DOD’s transgender policy acknowledges possible effects on mission, unit readiness

The Defense Department announced this week it will allow transgender people to serve openly and transition to their preferred gender during service, but admitted this policy change could impact the mission and unit readiness.

The revised policy creates a path for members of the military to receive medical treatment related to their gender transition during their transition. It also seeks to eliminate all discrimination against transitioning or transitioned service members.

Defense Secretary Lloyd Austin praised the change and said the U.S. Armed Forces will “remain the best and most capable team because we avail ourselves of the best possible talent that American has to offer, regardless of gender identity.”

The policy acknowledges, however, that this change could come at a cost. It calls on commanders to find ways to “minimize” the effect of this change on both the ability to carry out missions, and the ability to maintain cohesive units.

“Commanders will assess expected impacts on mission and readiness after consideration of the advice of military medical providers,” according to the policy, which calls on commanders to develop tools to “minimize impacts to the mission and unit readiness.”

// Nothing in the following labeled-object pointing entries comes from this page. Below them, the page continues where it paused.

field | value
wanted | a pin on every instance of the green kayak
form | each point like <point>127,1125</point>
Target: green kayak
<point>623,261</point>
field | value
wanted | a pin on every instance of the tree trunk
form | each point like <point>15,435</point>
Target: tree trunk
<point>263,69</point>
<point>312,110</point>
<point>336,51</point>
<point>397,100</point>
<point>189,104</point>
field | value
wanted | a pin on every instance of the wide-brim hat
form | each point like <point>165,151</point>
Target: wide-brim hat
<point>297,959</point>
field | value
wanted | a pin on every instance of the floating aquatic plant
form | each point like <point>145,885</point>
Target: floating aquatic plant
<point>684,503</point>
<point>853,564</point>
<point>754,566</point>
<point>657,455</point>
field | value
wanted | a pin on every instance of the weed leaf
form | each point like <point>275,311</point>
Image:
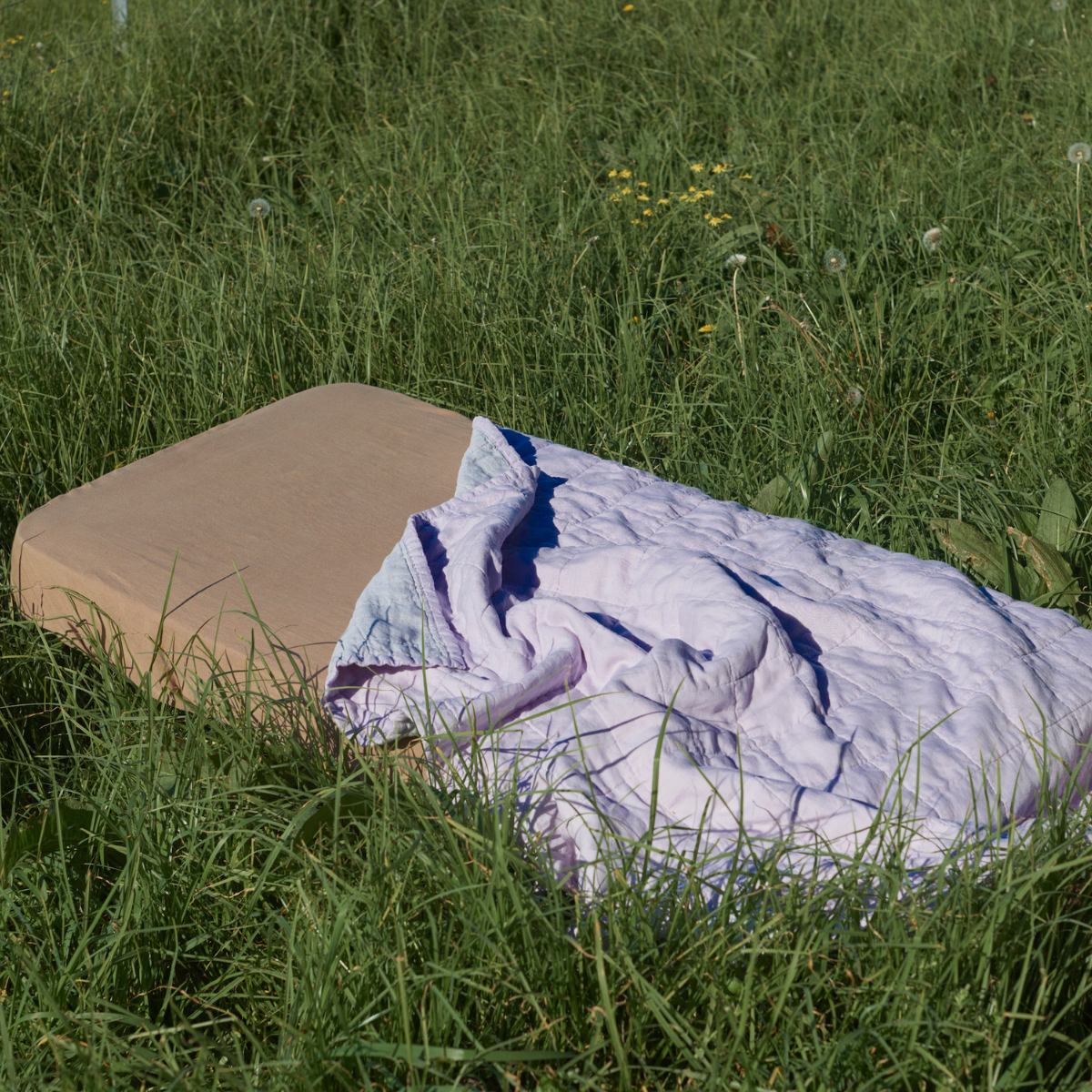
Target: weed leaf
<point>1052,567</point>
<point>1057,518</point>
<point>975,549</point>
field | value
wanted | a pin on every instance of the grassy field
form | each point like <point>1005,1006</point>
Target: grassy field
<point>531,212</point>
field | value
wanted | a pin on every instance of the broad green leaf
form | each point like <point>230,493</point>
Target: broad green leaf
<point>1052,567</point>
<point>1057,518</point>
<point>774,496</point>
<point>66,825</point>
<point>973,547</point>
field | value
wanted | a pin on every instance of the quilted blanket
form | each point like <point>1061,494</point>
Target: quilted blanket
<point>647,666</point>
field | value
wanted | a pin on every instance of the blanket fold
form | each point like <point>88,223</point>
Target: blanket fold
<point>576,617</point>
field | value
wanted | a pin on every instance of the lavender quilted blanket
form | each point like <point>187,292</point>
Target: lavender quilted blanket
<point>638,660</point>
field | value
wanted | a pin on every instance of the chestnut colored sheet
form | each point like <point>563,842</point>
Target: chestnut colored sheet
<point>282,516</point>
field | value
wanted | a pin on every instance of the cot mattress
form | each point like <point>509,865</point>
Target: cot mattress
<point>236,556</point>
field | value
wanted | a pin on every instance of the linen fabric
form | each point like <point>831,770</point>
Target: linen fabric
<point>650,666</point>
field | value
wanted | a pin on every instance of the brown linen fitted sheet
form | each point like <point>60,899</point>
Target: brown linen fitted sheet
<point>282,516</point>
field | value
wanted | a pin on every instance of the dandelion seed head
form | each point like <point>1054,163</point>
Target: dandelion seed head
<point>834,261</point>
<point>1079,153</point>
<point>932,238</point>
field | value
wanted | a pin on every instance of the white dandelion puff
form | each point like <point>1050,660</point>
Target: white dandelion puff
<point>1079,153</point>
<point>834,261</point>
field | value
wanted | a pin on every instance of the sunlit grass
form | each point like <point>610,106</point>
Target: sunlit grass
<point>440,184</point>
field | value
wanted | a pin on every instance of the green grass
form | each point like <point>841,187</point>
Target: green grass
<point>191,902</point>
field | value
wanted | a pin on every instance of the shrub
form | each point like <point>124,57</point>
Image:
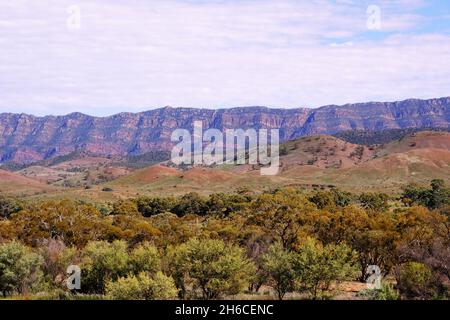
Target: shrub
<point>317,267</point>
<point>416,281</point>
<point>386,292</point>
<point>103,261</point>
<point>212,267</point>
<point>278,264</point>
<point>142,287</point>
<point>19,268</point>
<point>145,258</point>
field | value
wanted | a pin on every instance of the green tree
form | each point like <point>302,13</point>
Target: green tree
<point>212,267</point>
<point>145,258</point>
<point>377,202</point>
<point>19,268</point>
<point>416,280</point>
<point>8,207</point>
<point>317,267</point>
<point>191,203</point>
<point>278,264</point>
<point>103,261</point>
<point>142,287</point>
<point>153,206</point>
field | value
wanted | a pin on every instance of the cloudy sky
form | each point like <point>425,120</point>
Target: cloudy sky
<point>101,57</point>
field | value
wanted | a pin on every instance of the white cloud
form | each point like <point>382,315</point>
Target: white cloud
<point>135,55</point>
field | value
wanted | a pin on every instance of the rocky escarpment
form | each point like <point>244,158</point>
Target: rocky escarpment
<point>26,138</point>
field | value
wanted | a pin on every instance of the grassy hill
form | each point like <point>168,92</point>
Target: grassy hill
<point>318,161</point>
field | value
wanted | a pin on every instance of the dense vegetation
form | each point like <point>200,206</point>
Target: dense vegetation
<point>380,137</point>
<point>286,243</point>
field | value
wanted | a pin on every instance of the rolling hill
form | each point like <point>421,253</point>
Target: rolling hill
<point>27,139</point>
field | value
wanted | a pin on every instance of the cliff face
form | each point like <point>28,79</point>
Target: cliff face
<point>26,138</point>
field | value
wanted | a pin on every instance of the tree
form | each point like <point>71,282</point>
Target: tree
<point>153,206</point>
<point>142,287</point>
<point>145,258</point>
<point>75,223</point>
<point>56,258</point>
<point>103,261</point>
<point>280,215</point>
<point>416,280</point>
<point>125,207</point>
<point>377,202</point>
<point>278,264</point>
<point>191,203</point>
<point>317,267</point>
<point>211,267</point>
<point>19,268</point>
<point>8,207</point>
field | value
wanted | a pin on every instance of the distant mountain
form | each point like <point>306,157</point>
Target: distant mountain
<point>26,138</point>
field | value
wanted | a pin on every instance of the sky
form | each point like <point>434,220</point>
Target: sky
<point>102,57</point>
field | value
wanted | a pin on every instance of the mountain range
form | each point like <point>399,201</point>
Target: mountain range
<point>27,138</point>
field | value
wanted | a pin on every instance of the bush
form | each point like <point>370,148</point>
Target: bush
<point>142,287</point>
<point>317,267</point>
<point>278,264</point>
<point>416,281</point>
<point>8,207</point>
<point>386,292</point>
<point>19,268</point>
<point>211,267</point>
<point>145,258</point>
<point>103,261</point>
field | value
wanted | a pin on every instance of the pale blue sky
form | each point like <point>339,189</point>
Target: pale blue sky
<point>139,55</point>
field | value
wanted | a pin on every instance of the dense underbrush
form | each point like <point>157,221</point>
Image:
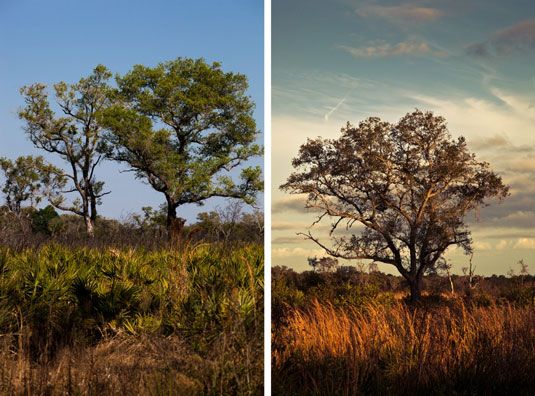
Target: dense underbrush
<point>131,321</point>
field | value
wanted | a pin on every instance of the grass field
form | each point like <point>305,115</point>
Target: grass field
<point>449,348</point>
<point>117,321</point>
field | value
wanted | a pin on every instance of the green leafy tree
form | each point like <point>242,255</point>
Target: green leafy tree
<point>73,133</point>
<point>29,179</point>
<point>408,185</point>
<point>184,126</point>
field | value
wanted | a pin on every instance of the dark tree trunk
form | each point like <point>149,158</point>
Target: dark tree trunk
<point>89,227</point>
<point>416,288</point>
<point>175,225</point>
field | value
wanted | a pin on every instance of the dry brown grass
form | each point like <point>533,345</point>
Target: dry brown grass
<point>446,349</point>
<point>119,366</point>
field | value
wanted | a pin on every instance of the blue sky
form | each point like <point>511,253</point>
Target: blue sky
<point>346,60</point>
<point>61,40</point>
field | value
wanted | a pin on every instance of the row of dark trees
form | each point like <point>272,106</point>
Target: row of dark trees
<point>185,127</point>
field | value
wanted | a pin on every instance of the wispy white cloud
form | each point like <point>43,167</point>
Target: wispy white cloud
<point>382,49</point>
<point>518,38</point>
<point>330,112</point>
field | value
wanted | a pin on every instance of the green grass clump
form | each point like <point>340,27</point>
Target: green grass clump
<point>208,299</point>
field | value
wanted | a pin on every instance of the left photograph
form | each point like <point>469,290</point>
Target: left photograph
<point>131,197</point>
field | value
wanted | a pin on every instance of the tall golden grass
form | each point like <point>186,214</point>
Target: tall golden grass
<point>398,349</point>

One reason unit readiness could be affected is that the policy opens the door to flexible fitness standards for transitioning service members. Ideally, transitioning service members should be able to meet standards at all times, but the policy admits that “every transition is unique” and that flexibility is needed to accommodate “transitions that may or may not follow this construct.”

The policy specifically calls on commanders to minimize impacts on the mission and readiness “in the event a transitioning individual is unable to meet standards or requires an ETP [exception to policy] during a period of gender transition.”

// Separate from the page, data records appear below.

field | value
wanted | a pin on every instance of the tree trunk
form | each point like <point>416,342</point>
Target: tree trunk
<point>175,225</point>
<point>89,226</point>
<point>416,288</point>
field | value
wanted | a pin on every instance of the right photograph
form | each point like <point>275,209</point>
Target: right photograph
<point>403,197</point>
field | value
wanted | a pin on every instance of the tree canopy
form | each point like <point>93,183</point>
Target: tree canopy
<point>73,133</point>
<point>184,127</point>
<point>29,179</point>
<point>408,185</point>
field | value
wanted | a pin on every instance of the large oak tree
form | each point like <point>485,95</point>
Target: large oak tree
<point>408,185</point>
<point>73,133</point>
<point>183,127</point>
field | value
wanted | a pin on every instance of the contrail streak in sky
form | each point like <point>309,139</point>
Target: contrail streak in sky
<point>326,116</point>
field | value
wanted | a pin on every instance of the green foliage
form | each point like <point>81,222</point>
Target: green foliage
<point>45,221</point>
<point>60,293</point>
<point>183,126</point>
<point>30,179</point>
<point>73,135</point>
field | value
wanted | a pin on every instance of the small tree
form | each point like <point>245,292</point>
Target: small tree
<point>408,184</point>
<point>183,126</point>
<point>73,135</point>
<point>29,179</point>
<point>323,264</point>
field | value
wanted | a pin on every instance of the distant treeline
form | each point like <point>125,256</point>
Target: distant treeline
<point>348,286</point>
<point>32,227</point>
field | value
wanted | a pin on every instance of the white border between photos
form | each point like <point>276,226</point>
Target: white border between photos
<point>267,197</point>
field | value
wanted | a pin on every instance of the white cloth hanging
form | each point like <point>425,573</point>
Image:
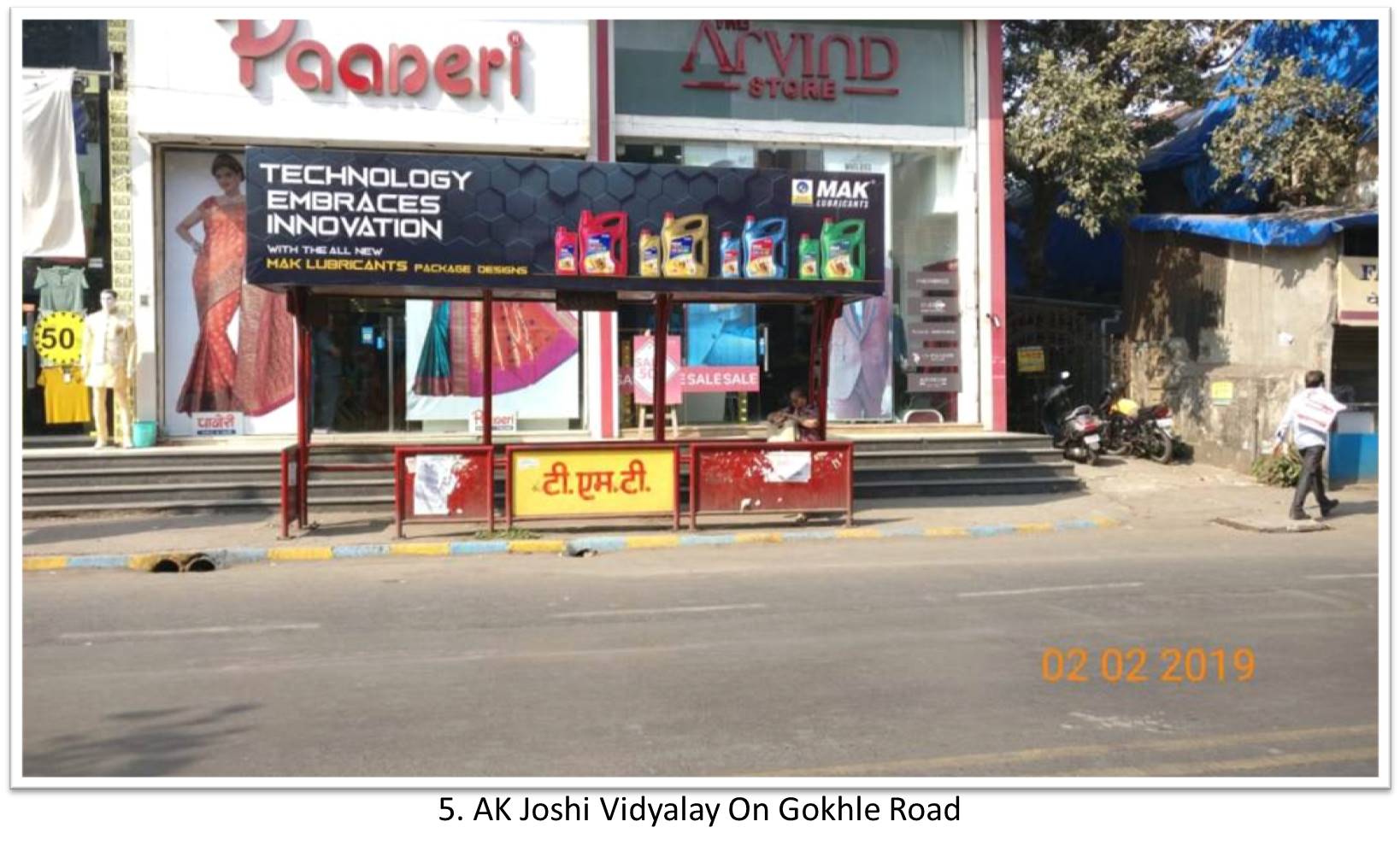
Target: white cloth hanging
<point>52,203</point>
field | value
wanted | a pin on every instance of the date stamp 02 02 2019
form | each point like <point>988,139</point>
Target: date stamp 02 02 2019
<point>1138,665</point>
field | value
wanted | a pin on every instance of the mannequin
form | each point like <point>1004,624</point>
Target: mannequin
<point>108,363</point>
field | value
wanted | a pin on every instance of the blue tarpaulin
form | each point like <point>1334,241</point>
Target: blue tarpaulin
<point>1297,228</point>
<point>1344,52</point>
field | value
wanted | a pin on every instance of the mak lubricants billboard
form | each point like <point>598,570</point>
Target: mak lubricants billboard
<point>399,219</point>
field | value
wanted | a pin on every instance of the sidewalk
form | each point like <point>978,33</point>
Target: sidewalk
<point>1132,493</point>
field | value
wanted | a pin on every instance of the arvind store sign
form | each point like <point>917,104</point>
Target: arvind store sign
<point>807,69</point>
<point>362,67</point>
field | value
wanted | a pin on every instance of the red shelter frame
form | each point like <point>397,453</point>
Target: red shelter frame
<point>826,298</point>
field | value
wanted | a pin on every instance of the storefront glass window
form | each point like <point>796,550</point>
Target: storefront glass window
<point>926,201</point>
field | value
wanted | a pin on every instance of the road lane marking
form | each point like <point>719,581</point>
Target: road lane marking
<point>1049,590</point>
<point>272,627</point>
<point>1044,754</point>
<point>1198,769</point>
<point>668,611</point>
<point>1343,577</point>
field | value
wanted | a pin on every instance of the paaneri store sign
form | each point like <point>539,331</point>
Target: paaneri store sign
<point>362,67</point>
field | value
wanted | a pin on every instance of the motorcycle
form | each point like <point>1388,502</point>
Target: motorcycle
<point>1077,431</point>
<point>1132,427</point>
<point>1079,436</point>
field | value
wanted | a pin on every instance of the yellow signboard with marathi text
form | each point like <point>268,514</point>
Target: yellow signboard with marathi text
<point>555,483</point>
<point>1358,291</point>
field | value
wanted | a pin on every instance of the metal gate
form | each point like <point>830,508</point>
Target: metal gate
<point>1073,335</point>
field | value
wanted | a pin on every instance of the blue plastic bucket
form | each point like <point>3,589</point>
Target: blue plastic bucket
<point>143,434</point>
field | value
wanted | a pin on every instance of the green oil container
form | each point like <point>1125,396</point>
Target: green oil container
<point>808,258</point>
<point>843,249</point>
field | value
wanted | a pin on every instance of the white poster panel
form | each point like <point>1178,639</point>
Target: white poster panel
<point>227,348</point>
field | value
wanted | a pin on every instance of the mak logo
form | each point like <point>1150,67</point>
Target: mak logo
<point>801,192</point>
<point>851,195</point>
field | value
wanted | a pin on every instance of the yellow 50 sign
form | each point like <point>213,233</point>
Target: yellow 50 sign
<point>59,337</point>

The rule instructs commanders to do as much as they can to accommodate transitioning service members, and to “consider and balance the needs of the individual and the needs of the command” as they assess requests for ETPs.

One possible option for commanders is to grant these exceptions for service members who are transitioning but whose gender transition has not yet been recognized as complete in the Defense Enrollment Eligibility Reporting System. Others are advising service members about the availability of extended leave; transfer to another command, location or duty status; and being flexible on policies related to bathrooms, showers and grooming for those still in transition.

DOD said the policy change will take effect April 30, 2021, which will give commanders, service members and medical staff time to prepare for the change. The change effectively reverses a policy set by the Trump administration, which said its move to impose hurdles to transgender service was an effort to ensure the U.S. military maintains “the highest standards necessary to achieve maximum readiness, deployability, and lethality to fight and win on the battlefield.”

The Trump-era policy required all service members and applicants to serve according to their biological sex and meet the standards set for their biological sex, not their preferred sex. People who were undergoing transition treatment or surgery were presumptively disqualified from service.

The Trump policy also eliminated some accommodations that were given to transgender service members but not others, such as the ability to be on hormone therapy without creating a new barrier to enlisting.

The Defense Department policy released this week is aimed at building a more inclusive and diverse military, which is a top warfighting priority of the Biden administration.